Niejednorodność populacji w badaniu PESTO (1-15 lat po udarze, różne poziomy niepełnosprawności) mogła rozmyć potencjalne korzyści u wybranych pacjentów. Jeśli efekty etanerceptu są ograniczone do określonych powikłań poudarowych, badanie w nieselektywnej populacji może nie wykryć tych korzyści. Autorzy PESTO podkreślili potrzebę bardziej precyzyjnej selekcji pacjentów i czasu podania w przyszłych próbach.

Czy warto kontynuować badania nad perispinalnym etanerceptem?

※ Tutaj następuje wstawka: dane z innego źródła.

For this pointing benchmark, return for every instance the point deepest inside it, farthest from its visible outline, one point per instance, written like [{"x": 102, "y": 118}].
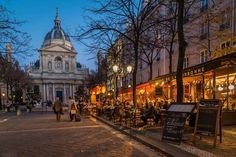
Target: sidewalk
[{"x": 152, "y": 137}]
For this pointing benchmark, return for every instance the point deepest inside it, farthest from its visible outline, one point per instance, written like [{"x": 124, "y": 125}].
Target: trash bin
[{"x": 18, "y": 112}]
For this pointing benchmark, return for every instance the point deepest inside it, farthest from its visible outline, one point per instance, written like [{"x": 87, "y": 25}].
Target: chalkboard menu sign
[
  {"x": 207, "y": 116},
  {"x": 174, "y": 127},
  {"x": 175, "y": 121},
  {"x": 158, "y": 91},
  {"x": 208, "y": 120}
]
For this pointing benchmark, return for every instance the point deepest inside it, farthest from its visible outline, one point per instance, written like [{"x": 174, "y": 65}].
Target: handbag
[{"x": 73, "y": 111}]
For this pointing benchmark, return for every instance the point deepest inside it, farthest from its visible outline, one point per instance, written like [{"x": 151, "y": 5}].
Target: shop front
[{"x": 215, "y": 79}]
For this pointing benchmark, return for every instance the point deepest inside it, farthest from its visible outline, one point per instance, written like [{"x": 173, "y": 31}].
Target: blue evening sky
[{"x": 39, "y": 16}]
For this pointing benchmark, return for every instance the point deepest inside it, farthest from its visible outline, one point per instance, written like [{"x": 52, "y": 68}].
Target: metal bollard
[{"x": 18, "y": 112}]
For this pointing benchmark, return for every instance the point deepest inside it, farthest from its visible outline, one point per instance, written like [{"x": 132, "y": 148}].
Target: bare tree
[
  {"x": 128, "y": 19},
  {"x": 10, "y": 33},
  {"x": 151, "y": 45},
  {"x": 14, "y": 77}
]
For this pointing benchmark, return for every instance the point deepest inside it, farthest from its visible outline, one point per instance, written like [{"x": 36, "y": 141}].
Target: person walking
[
  {"x": 73, "y": 110},
  {"x": 57, "y": 106}
]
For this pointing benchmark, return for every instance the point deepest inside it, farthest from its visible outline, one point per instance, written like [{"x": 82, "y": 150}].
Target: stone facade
[{"x": 57, "y": 74}]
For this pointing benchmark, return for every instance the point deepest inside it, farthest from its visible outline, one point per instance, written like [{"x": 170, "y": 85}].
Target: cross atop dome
[{"x": 57, "y": 20}]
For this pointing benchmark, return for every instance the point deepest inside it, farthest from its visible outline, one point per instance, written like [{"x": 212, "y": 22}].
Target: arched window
[
  {"x": 58, "y": 63},
  {"x": 67, "y": 66},
  {"x": 49, "y": 65}
]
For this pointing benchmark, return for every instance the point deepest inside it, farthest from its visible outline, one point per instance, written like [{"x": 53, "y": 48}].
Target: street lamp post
[{"x": 119, "y": 71}]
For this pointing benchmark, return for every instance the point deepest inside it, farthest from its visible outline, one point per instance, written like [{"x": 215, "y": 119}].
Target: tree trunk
[
  {"x": 182, "y": 48},
  {"x": 150, "y": 72},
  {"x": 134, "y": 74},
  {"x": 7, "y": 91},
  {"x": 11, "y": 89}
]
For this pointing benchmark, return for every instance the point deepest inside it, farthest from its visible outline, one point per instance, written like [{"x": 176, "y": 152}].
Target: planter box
[{"x": 229, "y": 118}]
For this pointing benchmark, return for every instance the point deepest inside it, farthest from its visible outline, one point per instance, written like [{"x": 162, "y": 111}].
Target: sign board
[
  {"x": 175, "y": 121},
  {"x": 158, "y": 91},
  {"x": 174, "y": 127},
  {"x": 183, "y": 107},
  {"x": 208, "y": 120}
]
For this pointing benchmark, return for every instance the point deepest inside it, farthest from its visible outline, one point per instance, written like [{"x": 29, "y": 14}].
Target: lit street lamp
[{"x": 120, "y": 72}]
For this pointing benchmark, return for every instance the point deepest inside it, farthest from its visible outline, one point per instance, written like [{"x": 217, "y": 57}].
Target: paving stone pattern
[{"x": 40, "y": 135}]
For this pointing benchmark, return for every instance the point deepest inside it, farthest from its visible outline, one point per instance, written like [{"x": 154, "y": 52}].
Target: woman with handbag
[
  {"x": 73, "y": 110},
  {"x": 57, "y": 107}
]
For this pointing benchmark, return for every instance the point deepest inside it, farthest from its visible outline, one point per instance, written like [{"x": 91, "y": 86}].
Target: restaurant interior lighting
[
  {"x": 231, "y": 87},
  {"x": 220, "y": 88},
  {"x": 115, "y": 68}
]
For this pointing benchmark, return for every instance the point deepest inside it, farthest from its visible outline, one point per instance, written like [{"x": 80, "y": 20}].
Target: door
[{"x": 60, "y": 95}]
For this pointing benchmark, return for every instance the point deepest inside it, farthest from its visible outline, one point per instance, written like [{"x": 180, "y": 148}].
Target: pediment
[{"x": 57, "y": 48}]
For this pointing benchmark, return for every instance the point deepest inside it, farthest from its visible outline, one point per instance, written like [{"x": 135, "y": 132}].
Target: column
[
  {"x": 53, "y": 92},
  {"x": 71, "y": 94}
]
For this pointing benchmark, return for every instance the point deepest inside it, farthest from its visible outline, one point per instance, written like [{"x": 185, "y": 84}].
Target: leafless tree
[
  {"x": 126, "y": 18},
  {"x": 10, "y": 33}
]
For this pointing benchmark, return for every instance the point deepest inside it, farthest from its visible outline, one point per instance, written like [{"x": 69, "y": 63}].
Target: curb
[{"x": 135, "y": 137}]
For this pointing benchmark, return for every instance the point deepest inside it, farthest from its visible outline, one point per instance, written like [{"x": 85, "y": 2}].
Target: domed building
[{"x": 56, "y": 73}]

Perispinalne podanie etanerceptu w przewlekłym udarze mózgu pozostaje koncepcją o mechanistycznej zasadności, ale bez potwierdzonej szerokiej skuteczności klinicznej. Najnowsze randomizowane badanie kontrolowane PESTO wykazało brak poprawy jakości życia i globalnej funkcji neurologicznej, co podważa wcześniejsze, niekontrolowane doniesienia. Jednocześnie spójne sygnały korzyści w zakresie redukcji bólu centralnego poudarowego oraz poprawy funkcji motorycznych w mniejszych badaniach sugerują, że PSE może mieć wartość w precyzyjnie wybranych grupach pacjentów – szczególnie tych z przewlekłym bólem neuropatycznym, dla których obecne opcje terapeutyczne są ograniczone. Przyszłe badania powinny skupić się na identyfikacji podgrup, które mogą odnieść korzyść, ocenie punktów końcowych specyficznych dla określonych domen oraz wielodawkowych schematach z dłuższą obserwacją. Mimo że obecne dane nie wspierają rutynowego stosowania PSE, badania te dostarczają cennych informacji o roli neuroinflammacji w regeneracji mózgu po udarze i mogą otworzyć nowe kierunki terapeutyczne dla wybranych pacjentów.